From these discussion groups, many became early adopters, getting certified and leading the team. Our calltakers were invested, having had a hand in laying the groundwork. As a final piece, current Police Chief Todd Chamberlain started his tenure only a few months prior to our implementation. He understood the power of data and how it supports our responders by prioritizing what is important to them.
Our PPDS go-live date was incredibly smooth, which I attribute to involving those closest to the work by giving them a seat at the table. Calltakers briefed APD patrol in their briefings, helping to bring about changes with our partners. We created a SharePoint with frequently asked questions and a card with all the Chief Complaints and suffixes to ease the transition. We also worked with our CAD provider to adjust displays to show layman’s terms for better understanding.
We are already seeing the wins in the data. We were able to show our police chief how the department is successfully responding to critical moments of life and safety with consistency and accountability.

Addressing habits and mindsets
Transforming the culture and gatekeeping of old habits has been a process. For instance, we recognized a trend of calltakers “protecting” officers from taking certain incidents, which violated policy. Calltakers were also used to working off a psychological assumption of an incident based on the first utterances of the caller, assigning an event type prior to asking questions.
It was clear there were remnants of old mindsets. We had to counter the emerging resistance with data. We addressed rising concerns head-on, saying, “You feel like using the PPDS takes longer, but your call processing time has reduced by 20 seconds.”
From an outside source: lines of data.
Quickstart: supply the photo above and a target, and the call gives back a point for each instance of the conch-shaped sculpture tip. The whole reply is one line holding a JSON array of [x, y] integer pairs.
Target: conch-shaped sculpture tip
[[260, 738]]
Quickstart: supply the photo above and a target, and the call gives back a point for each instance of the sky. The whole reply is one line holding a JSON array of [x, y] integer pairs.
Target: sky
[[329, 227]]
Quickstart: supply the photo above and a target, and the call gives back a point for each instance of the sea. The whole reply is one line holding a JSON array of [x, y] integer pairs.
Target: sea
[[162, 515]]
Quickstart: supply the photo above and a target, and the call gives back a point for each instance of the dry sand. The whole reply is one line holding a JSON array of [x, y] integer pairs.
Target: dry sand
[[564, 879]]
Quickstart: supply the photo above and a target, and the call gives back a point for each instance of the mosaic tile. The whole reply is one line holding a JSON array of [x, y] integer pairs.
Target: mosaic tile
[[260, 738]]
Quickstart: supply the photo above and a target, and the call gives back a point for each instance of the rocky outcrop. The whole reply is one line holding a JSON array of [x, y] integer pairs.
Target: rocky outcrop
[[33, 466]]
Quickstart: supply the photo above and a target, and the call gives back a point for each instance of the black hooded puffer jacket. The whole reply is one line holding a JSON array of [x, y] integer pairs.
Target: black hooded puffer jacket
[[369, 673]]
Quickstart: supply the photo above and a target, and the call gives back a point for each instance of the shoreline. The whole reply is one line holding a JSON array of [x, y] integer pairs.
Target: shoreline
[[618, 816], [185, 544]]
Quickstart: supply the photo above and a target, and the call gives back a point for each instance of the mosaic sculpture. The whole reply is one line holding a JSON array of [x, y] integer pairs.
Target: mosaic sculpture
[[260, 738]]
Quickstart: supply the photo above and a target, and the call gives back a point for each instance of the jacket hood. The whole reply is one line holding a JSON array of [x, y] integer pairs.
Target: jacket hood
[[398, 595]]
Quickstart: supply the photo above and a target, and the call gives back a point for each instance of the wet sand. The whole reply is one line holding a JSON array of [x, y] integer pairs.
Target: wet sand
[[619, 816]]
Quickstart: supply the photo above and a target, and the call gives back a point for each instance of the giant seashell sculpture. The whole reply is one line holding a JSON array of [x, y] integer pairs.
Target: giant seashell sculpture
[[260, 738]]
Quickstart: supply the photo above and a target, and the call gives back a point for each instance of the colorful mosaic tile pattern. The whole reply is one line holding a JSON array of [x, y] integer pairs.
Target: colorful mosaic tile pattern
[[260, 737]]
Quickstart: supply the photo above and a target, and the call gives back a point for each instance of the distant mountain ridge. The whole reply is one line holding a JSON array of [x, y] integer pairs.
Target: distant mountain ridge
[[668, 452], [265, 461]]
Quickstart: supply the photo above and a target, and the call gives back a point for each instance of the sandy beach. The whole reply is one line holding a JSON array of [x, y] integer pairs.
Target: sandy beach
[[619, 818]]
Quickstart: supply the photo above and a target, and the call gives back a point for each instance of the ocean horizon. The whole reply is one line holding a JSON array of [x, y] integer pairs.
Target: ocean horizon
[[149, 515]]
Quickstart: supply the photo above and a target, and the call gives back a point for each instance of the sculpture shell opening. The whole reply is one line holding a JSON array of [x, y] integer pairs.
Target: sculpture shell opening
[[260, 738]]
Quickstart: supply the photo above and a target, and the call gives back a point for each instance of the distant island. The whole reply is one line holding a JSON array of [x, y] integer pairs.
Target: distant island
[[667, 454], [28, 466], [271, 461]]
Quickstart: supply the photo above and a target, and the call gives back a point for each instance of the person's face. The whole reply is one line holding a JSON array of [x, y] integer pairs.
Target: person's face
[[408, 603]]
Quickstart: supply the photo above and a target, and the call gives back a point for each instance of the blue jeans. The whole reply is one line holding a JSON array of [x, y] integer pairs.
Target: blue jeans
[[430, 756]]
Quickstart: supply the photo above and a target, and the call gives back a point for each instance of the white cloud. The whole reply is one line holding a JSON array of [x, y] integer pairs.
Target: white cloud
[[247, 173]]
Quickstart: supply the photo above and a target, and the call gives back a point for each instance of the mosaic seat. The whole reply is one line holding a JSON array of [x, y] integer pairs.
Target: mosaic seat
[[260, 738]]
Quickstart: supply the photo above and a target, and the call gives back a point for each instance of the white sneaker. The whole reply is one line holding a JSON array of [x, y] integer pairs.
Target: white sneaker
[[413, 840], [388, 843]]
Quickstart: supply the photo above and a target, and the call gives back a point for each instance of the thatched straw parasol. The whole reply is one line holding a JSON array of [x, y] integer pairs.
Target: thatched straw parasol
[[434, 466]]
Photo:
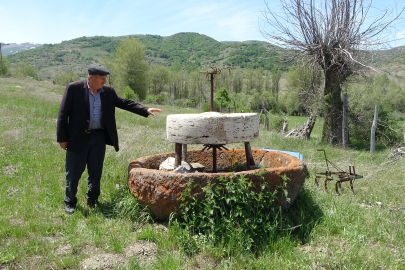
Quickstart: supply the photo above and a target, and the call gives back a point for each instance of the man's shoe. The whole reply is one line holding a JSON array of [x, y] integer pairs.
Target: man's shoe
[[69, 209], [92, 203]]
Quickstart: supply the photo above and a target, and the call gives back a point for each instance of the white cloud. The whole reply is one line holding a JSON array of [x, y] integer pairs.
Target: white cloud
[[400, 35]]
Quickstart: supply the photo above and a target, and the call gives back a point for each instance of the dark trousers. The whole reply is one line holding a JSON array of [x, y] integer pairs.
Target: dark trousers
[[91, 155]]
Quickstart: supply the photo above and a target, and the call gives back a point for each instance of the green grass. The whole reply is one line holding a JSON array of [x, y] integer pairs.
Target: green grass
[[335, 232]]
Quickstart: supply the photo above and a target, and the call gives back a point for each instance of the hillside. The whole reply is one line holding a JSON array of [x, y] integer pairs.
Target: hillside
[[13, 48], [182, 51]]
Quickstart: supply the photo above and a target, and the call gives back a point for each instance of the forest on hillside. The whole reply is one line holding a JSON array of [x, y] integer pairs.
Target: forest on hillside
[[254, 75]]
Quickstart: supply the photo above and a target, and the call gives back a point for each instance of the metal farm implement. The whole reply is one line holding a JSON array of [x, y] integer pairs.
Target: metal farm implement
[[339, 176]]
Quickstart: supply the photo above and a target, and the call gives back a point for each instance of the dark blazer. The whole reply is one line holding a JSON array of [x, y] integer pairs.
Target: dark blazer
[[74, 114]]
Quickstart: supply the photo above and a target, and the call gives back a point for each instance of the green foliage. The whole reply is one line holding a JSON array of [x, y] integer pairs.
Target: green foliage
[[275, 80], [304, 93], [65, 78], [5, 71], [24, 69], [232, 212], [130, 94], [158, 78], [276, 122], [126, 206], [264, 100], [363, 96], [155, 99], [129, 67], [222, 93], [388, 131]]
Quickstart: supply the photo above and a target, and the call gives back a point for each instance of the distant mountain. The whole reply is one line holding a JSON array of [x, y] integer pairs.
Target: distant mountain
[[16, 47], [182, 51]]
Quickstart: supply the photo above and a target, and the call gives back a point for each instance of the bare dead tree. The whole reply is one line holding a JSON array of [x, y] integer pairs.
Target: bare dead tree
[[331, 33]]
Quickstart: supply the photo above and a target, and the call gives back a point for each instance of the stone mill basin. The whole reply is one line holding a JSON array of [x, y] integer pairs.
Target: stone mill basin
[[161, 190]]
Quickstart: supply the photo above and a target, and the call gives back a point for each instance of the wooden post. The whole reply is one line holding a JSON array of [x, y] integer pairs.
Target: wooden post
[[177, 159], [185, 152], [404, 131], [345, 124], [214, 159], [373, 129], [212, 92], [249, 156], [220, 108], [260, 116]]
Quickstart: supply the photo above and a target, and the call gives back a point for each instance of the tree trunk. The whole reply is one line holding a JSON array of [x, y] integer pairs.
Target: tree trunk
[[332, 127]]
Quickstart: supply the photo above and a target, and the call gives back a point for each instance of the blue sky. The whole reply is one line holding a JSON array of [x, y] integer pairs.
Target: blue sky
[[50, 21]]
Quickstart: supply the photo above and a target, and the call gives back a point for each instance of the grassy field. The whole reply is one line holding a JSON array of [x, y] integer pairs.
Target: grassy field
[[364, 230]]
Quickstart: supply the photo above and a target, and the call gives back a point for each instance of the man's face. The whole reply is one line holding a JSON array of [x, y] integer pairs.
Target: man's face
[[97, 81]]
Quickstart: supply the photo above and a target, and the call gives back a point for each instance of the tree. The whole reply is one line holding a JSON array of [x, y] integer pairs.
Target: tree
[[129, 67], [24, 69], [6, 72], [304, 94], [330, 33]]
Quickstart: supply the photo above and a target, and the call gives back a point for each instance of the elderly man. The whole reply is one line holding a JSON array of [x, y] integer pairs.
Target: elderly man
[[86, 123]]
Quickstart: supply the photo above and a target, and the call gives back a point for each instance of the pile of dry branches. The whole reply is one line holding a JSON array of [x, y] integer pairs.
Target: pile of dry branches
[[304, 131]]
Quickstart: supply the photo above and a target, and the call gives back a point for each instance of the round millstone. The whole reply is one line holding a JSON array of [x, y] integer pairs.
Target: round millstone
[[212, 128]]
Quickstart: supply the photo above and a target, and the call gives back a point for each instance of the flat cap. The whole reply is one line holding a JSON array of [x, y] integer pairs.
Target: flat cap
[[97, 69]]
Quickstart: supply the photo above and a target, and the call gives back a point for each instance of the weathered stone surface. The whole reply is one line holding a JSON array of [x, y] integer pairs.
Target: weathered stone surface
[[198, 167], [168, 165], [184, 169], [212, 128], [161, 190]]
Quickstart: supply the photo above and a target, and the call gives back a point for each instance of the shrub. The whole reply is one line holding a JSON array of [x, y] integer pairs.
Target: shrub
[[65, 78], [155, 99], [231, 213], [130, 94]]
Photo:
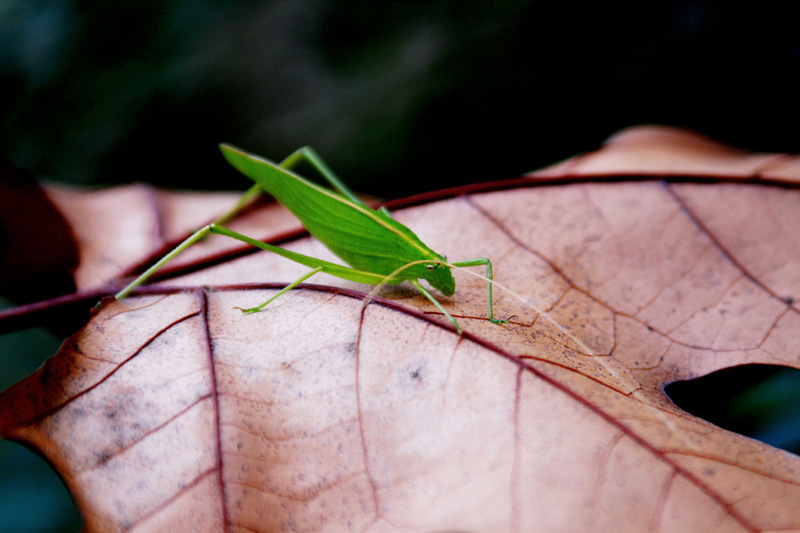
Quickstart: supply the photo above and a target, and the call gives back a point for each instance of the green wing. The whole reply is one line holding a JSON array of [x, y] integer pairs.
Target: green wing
[[362, 237]]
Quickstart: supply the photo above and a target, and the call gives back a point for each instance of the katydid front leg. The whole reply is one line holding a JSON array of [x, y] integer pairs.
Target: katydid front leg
[[478, 262]]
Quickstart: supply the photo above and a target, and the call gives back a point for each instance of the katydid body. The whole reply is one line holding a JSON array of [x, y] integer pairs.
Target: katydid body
[[378, 248]]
We found the heralding question to be “What is true?” We reviewed each issue in a very visible way, and we discovered resistance is based on fear of not having mastery. Even if the prior system was dysfunctional, it was the devil they knew. Losing that familiarity was unsettling to our calltakers.
Once we started making the needed adjustments, we committed to showing wins and celebrating compliance. There is power in letting your newest employees with a pristine knowledge of call intake be your go-to. They took the lead because they aren’t trying to unlearn, which resulted in some power dynamic shifts. At first, these changes were unsettling to the hierarchy, but we learned together where our strengths are.
We paused, we pondered, we pivoted, and we repeated until we got the exact right recipe with everyone brought up to speed in both competence and confidence. This is a living process where we must check our pulse and make sure we’re healthy, continually focused on providing seamless service.

Conclusion
A great benefit of reimplementing the PPDS is that we have become more transparent. We are founded on processes that are vetted in science as a best practice internationally, and we have the data to show how we serve our community and our responders.
We’re now building bridges instead of digging moats, committing to fundamental changes that prioritize a connection to the people we serve. We once faced a gap wracked with pain, fielding rage and anger, and we felt like we were in a seemingly powerless place. We have shared our residual fears, and we’ve grown beyond them to cultivate a culture of collaboration, compliance, and success.
As the Director of Aurora911, I’m proud to say I’ve learned personally and professionally by facing our difficulties while focusing on consistency. I now know it’s the small decisions we make every day that really matter. I’m so proud of our team, their perseverance, and their hearts of gold. I strive to make our infrastructure and processes match their passions. My hope is to leave a legacy that can persevere beyond any one person or title. Now that we’ve come this far, what can’t we do together?